What do I see for the future? Probably what Freddy the Pig mentions. Defaults and readjustments of what Social Security will provide the retirees of the future. I’m 49 years old and don’t think Social Security will be there for me when I retire. I can see the future workforce and voters wondering why they are paying for Regan and Bush-era tax cuts for the wealthy, the Iraq War, etc. What I don’t see happening is an actual fix.
This is a similar message that the Concord Coalition was saying years back and that fell largely on deaf ears. As for lack of political will, if you care to check the US Budget historical tables*, they show that in only 24 of the last 100 years have our administrations actually taken in more than they spent. This lowers to 6 years in the past 50, and 4 of those were the result of Clinton budgets. * Warning: 2.43 MB pdf
The movie and article may be interesting, but they will have no impact on the actions of the next administration (whichever party wins) or the voting public. Nothing will happen until the problem looms too large and the system collapses.
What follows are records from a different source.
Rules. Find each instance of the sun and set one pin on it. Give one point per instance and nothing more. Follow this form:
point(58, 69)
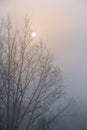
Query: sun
point(33, 34)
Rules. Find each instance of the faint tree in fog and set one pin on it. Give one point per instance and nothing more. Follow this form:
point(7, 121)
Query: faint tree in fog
point(29, 81)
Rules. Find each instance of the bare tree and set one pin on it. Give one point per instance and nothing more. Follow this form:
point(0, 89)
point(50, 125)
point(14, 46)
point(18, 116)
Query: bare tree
point(29, 81)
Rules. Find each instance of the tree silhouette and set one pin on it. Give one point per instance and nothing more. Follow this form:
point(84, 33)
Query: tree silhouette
point(29, 81)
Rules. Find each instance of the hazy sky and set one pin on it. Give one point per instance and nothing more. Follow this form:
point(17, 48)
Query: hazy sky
point(63, 25)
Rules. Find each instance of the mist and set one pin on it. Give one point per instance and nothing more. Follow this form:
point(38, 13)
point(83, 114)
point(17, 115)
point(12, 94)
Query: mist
point(62, 25)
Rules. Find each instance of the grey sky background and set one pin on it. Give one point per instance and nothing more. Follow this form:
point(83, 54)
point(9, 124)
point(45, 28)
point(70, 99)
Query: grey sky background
point(63, 26)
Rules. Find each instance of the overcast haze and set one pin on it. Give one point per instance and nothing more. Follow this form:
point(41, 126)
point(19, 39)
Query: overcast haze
point(63, 25)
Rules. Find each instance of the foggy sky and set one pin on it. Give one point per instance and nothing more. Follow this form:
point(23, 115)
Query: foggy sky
point(63, 26)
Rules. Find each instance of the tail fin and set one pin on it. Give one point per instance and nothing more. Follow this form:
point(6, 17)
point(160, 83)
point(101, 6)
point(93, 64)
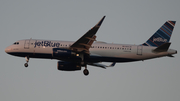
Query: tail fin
point(162, 35)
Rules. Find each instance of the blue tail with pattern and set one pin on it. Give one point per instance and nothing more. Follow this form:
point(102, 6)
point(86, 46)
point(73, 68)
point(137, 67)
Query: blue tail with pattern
point(162, 35)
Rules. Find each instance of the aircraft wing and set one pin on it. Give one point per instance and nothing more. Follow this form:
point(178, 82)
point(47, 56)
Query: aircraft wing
point(102, 65)
point(84, 43)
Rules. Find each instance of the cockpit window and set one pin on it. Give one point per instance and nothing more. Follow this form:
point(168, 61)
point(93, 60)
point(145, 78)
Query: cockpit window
point(16, 43)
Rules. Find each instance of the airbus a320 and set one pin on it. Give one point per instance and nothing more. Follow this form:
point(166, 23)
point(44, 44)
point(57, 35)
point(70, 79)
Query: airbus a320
point(86, 50)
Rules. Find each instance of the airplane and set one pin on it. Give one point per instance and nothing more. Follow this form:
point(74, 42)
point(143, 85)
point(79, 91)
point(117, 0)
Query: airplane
point(72, 56)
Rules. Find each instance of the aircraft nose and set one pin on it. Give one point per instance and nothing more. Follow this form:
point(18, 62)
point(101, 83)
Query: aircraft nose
point(7, 50)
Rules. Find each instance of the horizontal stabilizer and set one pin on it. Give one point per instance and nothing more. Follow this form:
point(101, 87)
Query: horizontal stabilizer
point(102, 65)
point(162, 48)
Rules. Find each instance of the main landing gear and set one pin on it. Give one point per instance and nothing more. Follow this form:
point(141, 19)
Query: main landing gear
point(27, 60)
point(85, 71)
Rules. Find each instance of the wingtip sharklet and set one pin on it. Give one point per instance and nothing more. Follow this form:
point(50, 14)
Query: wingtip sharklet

When I really want to depress myself, I imagine a scenario that I don’t think would happen, but makes for an interesting Michael Crichton-like script: China weans itself away from dependency on the US markets and then cashes in loans, dumps its US dollars and floods real estate markets by selling all US properties. That would devastate the world economy but if they prepared themselves for it, they would recover long before the US would and would end up being the sole world leader without the need for bombs. Would China be willing to do this to achieve world leadership? Probably not, but we have put ourselves in the position where it could happen.
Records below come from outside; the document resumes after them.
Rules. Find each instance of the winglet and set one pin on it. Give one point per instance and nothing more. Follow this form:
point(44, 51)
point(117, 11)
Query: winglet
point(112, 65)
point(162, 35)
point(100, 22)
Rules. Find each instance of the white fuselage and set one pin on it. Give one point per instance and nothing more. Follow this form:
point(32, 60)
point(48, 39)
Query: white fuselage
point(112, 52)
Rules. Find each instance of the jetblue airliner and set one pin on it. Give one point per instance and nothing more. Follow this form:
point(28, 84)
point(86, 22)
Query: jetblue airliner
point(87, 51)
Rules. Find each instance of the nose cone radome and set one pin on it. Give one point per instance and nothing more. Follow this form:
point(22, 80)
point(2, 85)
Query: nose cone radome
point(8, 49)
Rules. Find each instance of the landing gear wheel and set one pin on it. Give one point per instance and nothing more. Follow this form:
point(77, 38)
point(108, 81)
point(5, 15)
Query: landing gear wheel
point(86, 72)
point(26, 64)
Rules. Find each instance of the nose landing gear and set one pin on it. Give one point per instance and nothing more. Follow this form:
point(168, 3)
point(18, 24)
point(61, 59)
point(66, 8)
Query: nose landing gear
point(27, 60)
They have to keep investing because they created their own situation. They chose to go into capital and labor intensive manufacturing (rightly so because their cost of living is so low), but the moment they see market share erosion, they start perpetuating their own market eventually giving us the economy that we’re in now. The US never forced anyone, not according to the tone of the article, to buy its debt. China and any other nations that do so (your “over strengthens” example) does so at their own detriment.
Speaking of which…
As well as they should. This over-strengthening is really a sign of a weakening economy (yahoo has some blurb right now of this happening right now as the US dollar strengthens, which should’ve happened naturally some time ago). This allows both economies to downturn naturally. Even in non-distorted markets there will be business cycles. Another point of free markets is that it’s easier to find distortions and easier to plan/account for them. If China hadn’t been propping up the US dollar for so long, there wouldn’t have been this housing bubble that exists now. Recessions aren’t necessarily “teh suck.” They give time for the suffering economy to re-tool and re-focus and to cut back on inefficient production. It forces suppliers to cut price as well (or add more value), which in the long run is a benefit for the consumer. They’re bound to happen anyway, so they might as well be comfortable and as short-lived as possible, but more difficult to plan for and harder to alleviate when another country chooses to monkey around with its currency.
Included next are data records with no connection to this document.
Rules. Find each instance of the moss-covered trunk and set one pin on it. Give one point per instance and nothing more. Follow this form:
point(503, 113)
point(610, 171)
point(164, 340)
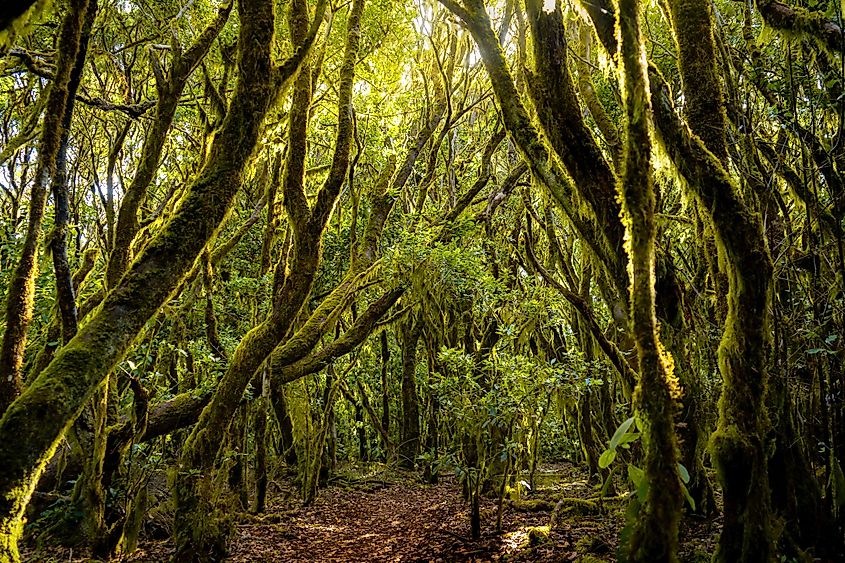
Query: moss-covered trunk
point(32, 426)
point(200, 532)
point(21, 293)
point(409, 443)
point(655, 532)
I confess I find much of your last post confusing.
What do you mean by “market share erosion”? What do you mean by “perpetuating their own market”? And what’s the connection with “the economy that we’re in now”? I see no signs that China’s share of anything is eroding, unless there’s some blip in the last month or two that I haven’t kept up with. And I thought you and Airman were arguing that it was in China’s interest to prevent an economic downturn like the one America’s experiencing now.
I’m not sure why this is supposed to be comforting: if personally I run up $100K in credit card bills, I’m not exactly going to be wagging my finger at Mastercard and saying ha, ha, I didn’t force you to put me so deep in the hole. Again: But anyway, and once again, doesn’t this contract Airman’s assertion that Asian central banks have no choice but to buy our debt, for fear of sabotaging their main market? If that’s not forcing them (insofar as such a thing is possible), then what is?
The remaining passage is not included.